Macular Dystrophy With Central Cone Involvement
A number sign (#) is used with this entry because of evidence that macular dystrophy with central cone involvement (CCMD) is caused by compound heterozygous mutation in the MFSD8 gene (611124) on chromosome 4q28.
Clinical FeaturesRoosing et al. (2015) studied a Dutch family in which 5 sibs, ranging in age from 54 to 71 years, had macular dystrophy with central cone involvement. Affected individuals presented in the third to sixth decade of life with decreased visual acuity and only slight pigmentary changes and color vision abnormalities. Funduscopy findings were variable and included bull's eye maculopathy, severe atrophy of central fovea, relatively spared fovea with surrounding atrophic ring, central retinal pigment epithelium (RPE) and/or choroid changes, pale or atrophic peripapillary area, pale optic disc, relatively spared periphery, and slightly or moderately attenuated vessels. One sib showed only subtle macular changes with no other abnormalities at 50 years of age. Color vision testing showed a red-green defect, and visual field tests demonstrated decreased central vision with normal periphery. Fluorescein angiography in 4 patients revealed central hypofluorescence in 2 of them, 1 of whom had a surrounding hyperfluorescent ring and the other a mottled pattern of perimacular hypofluorescence; another patient showed hyperfluorescence in a small central area, whereas the fourth patient had symmetrical central alterations in the outer retinal layers. Photopic and scotopic responses were normal on full-field electroretinograms (ERGs), but multifocal studies (mfERGs) revealed severely reduced central responses. Roosing et al. (2015) also studied an unrelated 62-year-old Dutch man who was diagnosed with cone dystrophy at 27 years of age and whose visual acuity decreased to counting fingers by 40 years of age. Over the years, gradual enlargement of a central scotoma was documented. ERGs on 8 different occasions showed normal rod function with only mildly abnormal cone function; at 60 years of age, however, the results suggested a tendency toward a rod-cone pattern, consistent with progression of retinal atrophy toward the midperiphery. Color vision was normal at age 29 years but developed into a deutan (green) deficiency at 42 years of age. None of the Dutch patients experienced seizures, and all had normal mental and psychomotor abilities.
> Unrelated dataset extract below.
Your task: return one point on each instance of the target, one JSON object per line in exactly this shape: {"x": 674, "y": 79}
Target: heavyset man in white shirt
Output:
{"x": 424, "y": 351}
MappingIn 4 affected sibs from a Dutch family with macular dystrophy with central cone involvement, Roosing et al. (2015) performed genomewide linkage analysis and identified 3 different linkage peaks, on chromosomes 1, 2, and 4. Microsatellite marker analysis revealed that only the haplotypes on chromosome 4 segregated with disease, and a maximum lod score of 3.4 was obtained.
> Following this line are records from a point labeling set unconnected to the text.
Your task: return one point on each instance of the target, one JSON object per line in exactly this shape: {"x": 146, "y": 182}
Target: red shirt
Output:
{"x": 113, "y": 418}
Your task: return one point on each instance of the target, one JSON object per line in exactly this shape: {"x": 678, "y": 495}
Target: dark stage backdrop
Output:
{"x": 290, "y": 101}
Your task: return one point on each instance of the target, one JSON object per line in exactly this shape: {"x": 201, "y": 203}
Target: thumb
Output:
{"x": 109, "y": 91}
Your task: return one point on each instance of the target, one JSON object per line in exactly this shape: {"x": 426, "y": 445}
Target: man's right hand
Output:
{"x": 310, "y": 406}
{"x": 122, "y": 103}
Molecular GeneticsIn a Dutch family in which 5 sibs had CCMD mapping to chromosome 4, Roosing et al. (2015) performed exome sequencing and identified compound heterozygosity for a missense mutation (E336Q; 611124.0008) and a nonsense mutation (E381X; 611124.0009) in the MFSD8 gene. Exome sequencing in an unrelated Dutch man with CCMD revealed compound heterozygosity for the E336Q mutation and a c.1102G-C transversion (611124.0010). Analysis of the effect of the latter mutation, which occurs in the last nucleotide of exon 11, revealed that it causes skipping of exon 11 and is thus predicted to result in a truncated protein. Neither truncating mutation was found in an in-house exome database or the Exome Variant Server or 1000 Genomes Project databases; both had previously been reported in patients with late infantile-onset neuronal ceroid lipofuscinosis (CLN7; 610951), but none of the Dutch patients exhibited any extraocular features. The E336Q missense variant, however, was present in 1 (0.3%) of 302 alleles from ethnically matched controls, in 9 (0.21%) of 4,190 alleles in an in-house exome database, and in 25 (0.19%) of 12,006 European American alleles in the Exome Variant Server database; it was not found in 2,184 alleles in the 1000 Genomes Project database. Screening for E336Q in a cohort of patients with inherited maculopathy and cone disorders (22 with achromatopsia, 110 with cone dystrophy, and 112 with cone-rod dystrophy) revealed 4 patients carrying the variant in heterozygous state; sequence analysis of MFSD8 did not identify a second variant on the other allele. Regarding the lack of neurologic features in the Dutch patients carrying 2 MFSD8 mutations, Roosing et al. (2015) hypothesized that E336Q represents a hypomorphic variant and proposed a threshold model in which residual activity of MFSD8 suffices for proper function in all organs except the eye, resulting in nonsyndromic eye disease.